Oceń grę swoją i drużyny.
OR : Jesteśmy bardzo szczęśliwe, że udało nam się awansować oraz zmotywowane do dalszej ciężkiej pracy, aby jak najlepiej przygotować się do kolejnego meczu.
AG : Początek meczu miałyśmy słabszy. Mnie też przytrafił się poważny błąd, całe szczęście bez konsekwencji, ale otrząsnęłyśmy się z kurzu i z minuty na minuty grałyśmy coraz lepiej.
Kluczowy moment spotkania.
JŚ : Kluczowym elementem spotkania było strzelone bramki.
OR : Zdecydowanie bramka na 1:1. Wcześniej miałyśmy wiele nieudanych prób, a gol na remis zdeterminował nas i pozwolił uwierzyć, że możemy wygrać.
AG : Strzelenie pierwszej bramki. My od początku meczu wiedziałyśmy, że go wygramy i gdy piłka w końcu wpadła do siatki, druga bramka była kwestią czasu.
Kogo sobie życzysz w losowaniu w 1/16 finału ?
JŚ : W 1/16 niema już słabych drużyn w końcu to główna faza Ligi Mistrzyń. Nie mam wymarzonej drużyny, z którą chciałabym się zmierzyć. Uważam, że nie ważne kto to będzie, to będziemy chciały pokazać się z jak najlepszej strony.
OR : Jesteśmy w gronie najlepszych zespołów i każdy rywal, z którym przyjdzie nam się zmierzyć będzie tak samo trudnym przeciwnikiem .
AG : Ja osobiście nie mam żadnych życzeń. Zagram z każdym z kim będzie trzeba
Czy uważasz że piłkarska część Europy jest w pewnej odległości do kobiecej piłki nożnej w Polsce?
JŚ : Kobieca piłka w Polsce wciąż się rozwija. Wiadomo, że nasza Ekstraliga nie jest jedną z najsilniejszych lig w Europie. Mamy wiele bardzo dobrych młodych zawodniczek, które podnoszą poziom naszej ligi.
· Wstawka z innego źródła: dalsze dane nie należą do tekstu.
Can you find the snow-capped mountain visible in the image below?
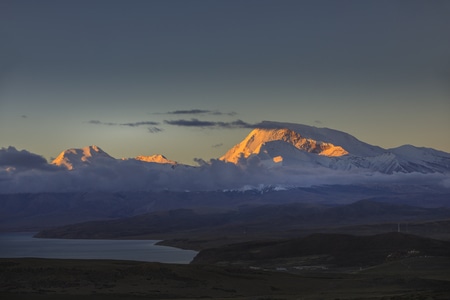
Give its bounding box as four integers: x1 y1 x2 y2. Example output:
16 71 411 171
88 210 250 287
48 121 450 174
220 122 450 174
52 145 115 170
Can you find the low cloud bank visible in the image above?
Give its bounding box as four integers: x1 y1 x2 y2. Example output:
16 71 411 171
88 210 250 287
0 147 450 193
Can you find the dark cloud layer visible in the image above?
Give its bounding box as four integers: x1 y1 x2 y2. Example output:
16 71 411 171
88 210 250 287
165 109 237 116
0 147 450 193
164 118 258 129
88 120 159 127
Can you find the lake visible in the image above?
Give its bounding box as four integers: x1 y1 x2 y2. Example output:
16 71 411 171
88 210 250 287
0 232 197 264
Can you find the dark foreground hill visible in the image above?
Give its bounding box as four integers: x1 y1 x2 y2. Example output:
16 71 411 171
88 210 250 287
36 200 450 250
193 232 450 268
0 257 450 300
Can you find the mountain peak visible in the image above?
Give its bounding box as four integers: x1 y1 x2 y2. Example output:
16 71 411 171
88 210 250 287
220 127 349 163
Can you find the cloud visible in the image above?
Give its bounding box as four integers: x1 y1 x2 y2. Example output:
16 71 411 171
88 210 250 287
119 121 159 127
164 109 237 116
87 120 160 127
0 146 56 170
87 120 119 126
147 127 164 133
164 118 258 129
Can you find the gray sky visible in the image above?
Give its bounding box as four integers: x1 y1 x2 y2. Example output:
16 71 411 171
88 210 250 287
0 0 450 164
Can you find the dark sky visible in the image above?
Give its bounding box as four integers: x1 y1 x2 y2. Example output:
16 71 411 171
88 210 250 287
0 0 450 163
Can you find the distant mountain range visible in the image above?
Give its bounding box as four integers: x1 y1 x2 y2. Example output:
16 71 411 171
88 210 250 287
0 121 450 193
52 121 450 174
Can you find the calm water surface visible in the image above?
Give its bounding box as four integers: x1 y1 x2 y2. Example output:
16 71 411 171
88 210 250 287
0 232 197 264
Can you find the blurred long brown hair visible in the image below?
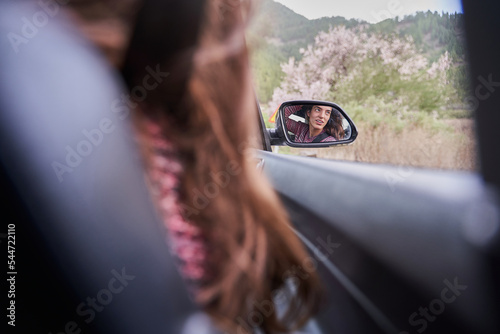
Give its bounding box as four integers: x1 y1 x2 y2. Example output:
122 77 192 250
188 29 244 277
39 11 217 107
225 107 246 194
68 0 320 333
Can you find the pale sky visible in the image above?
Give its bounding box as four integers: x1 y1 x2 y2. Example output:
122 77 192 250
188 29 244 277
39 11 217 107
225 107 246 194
275 0 463 23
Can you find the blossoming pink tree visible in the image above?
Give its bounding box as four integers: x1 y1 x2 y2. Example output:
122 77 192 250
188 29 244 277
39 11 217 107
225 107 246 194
269 26 451 115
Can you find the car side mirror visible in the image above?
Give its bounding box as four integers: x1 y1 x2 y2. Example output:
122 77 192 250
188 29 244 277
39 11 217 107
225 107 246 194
270 100 358 147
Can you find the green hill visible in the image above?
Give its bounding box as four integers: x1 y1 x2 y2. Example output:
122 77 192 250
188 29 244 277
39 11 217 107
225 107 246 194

OR : Uważam, że meczem z Apollonem udowodniłyśmy, że wcale tak nie jest i również prezentujemy wysoki poziom.
AG : Ja osobiście nie mam żadnych życzeń. Zagram z każdym z kim będzie trzeba
Jak odbierasz mecze w pucharach europejskich, jako przygodę, czy nowe doświadczenia, czy coś innego?
JŚ : Mecze w Lidze Mistrzyń traktuję jako nabranie doświadczenia i rozwijania się. Uważam, że każda zawodniczka która gra w tych rozgrywkach wchodzi na nowy poziom w swoich umiejętnościach.
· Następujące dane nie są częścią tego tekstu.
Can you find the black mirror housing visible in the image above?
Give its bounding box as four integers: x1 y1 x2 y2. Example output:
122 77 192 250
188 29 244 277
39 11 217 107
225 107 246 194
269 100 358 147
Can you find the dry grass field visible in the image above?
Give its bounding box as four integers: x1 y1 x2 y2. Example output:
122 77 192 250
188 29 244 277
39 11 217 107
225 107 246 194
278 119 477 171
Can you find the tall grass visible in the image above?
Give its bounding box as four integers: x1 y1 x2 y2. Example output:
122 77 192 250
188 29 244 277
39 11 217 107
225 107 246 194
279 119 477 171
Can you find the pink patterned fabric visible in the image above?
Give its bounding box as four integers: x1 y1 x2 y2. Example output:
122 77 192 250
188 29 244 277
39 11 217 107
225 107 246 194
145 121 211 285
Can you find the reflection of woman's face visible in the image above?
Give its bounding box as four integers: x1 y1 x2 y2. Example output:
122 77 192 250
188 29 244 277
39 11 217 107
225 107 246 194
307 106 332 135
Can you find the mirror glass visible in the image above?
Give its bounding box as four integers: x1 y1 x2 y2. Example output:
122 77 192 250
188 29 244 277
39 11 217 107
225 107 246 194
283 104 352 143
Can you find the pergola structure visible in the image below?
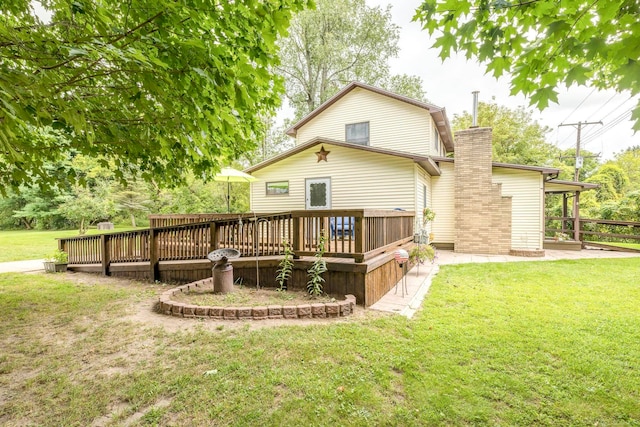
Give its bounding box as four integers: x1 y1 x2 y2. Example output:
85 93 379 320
544 179 599 241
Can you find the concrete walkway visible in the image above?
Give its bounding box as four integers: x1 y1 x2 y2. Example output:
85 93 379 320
369 249 640 318
0 259 44 273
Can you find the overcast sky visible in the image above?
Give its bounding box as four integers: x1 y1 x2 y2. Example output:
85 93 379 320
366 0 640 159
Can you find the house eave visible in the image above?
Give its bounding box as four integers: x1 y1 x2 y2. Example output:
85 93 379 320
433 156 560 176
244 137 441 176
544 179 600 194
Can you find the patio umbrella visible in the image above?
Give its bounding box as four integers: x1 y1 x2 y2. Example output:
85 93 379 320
213 168 258 213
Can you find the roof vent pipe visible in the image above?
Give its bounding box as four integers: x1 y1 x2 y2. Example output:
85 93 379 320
471 90 480 128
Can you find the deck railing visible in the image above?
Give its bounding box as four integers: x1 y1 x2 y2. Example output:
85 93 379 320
545 217 640 243
58 209 414 278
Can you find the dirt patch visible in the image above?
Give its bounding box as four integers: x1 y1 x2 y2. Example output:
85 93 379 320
47 272 390 332
172 286 344 307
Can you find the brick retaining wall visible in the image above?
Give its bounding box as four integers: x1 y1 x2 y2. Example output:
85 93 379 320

OR : Mecze w Pucharze Europy odbieram przede wszystkim jako nowe doświadczenie, a także spełnienie marzeń. Był to mój pierwszy występ w rozgrywkach tego rodzaju.
AG : Jak kolejny cel do osiągnięcia i jednocześnie z każdym takim meczem nabieram doświadczenia.